Scientists' understanding of the early universe could be revolutionized by this discovery. Previously, they thought that massive star nurseries were a rarity, but the galaxy has hinted that they might actually be three to 10 times more prevalent.
Jed McKinney, a postdoctoral researcher at The University of Texas at Austin, said the constellation is a 'real monster', and despite looking like a 'little blob' is responsible for making hundreds of new stars annually.
He said: "And the fact that even something that extreme is barely visible in the most sensitive imaging from our newest telescope is so exciting to me.
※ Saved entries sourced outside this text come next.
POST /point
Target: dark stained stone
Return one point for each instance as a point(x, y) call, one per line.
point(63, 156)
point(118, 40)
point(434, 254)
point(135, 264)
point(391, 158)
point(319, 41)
It's potentially telling us there's a whole population of galaxies that have been hiding from us."
McKinney and his crew are utilizing NASA's information to chart the cosmos for The COSMOS-Web initiative, with the goal of identifying as many as one million galaxies.
The glowing blob of AzTECC71 was first detected by telescopes on the ground, but it completely disappeared in the images captured by the Hubble Space Telescope.
JSWT overcame the challenges of capturing the dusty galaxy due to its ability to capture infrared properties
McKinney said until now they'd only been able to see galaxies in the early universe via the hubble.
"That means our understanding of the history of galaxy evolution is biased because we're only seeing the unobscured, less dusty galaxies," he said.
The AzTECC71 was first detected by the James Clerk Maxwell Telescope in Hawaii when it was captured in wavelengths.
The COSMOS-Web team spotted the object in data collected by another group using the ALMA telescope in Chile, which has higher spatial resolution and can see in infrared.
They were able to pinpoint the source's location by using this method. When they examined the JWST data at a wavelength of 4.44 microns in the infrared, the scientists discovered a dim galaxy in the exact spot.
Now, the team is working to uncover more of these faint galaxies from the JWST.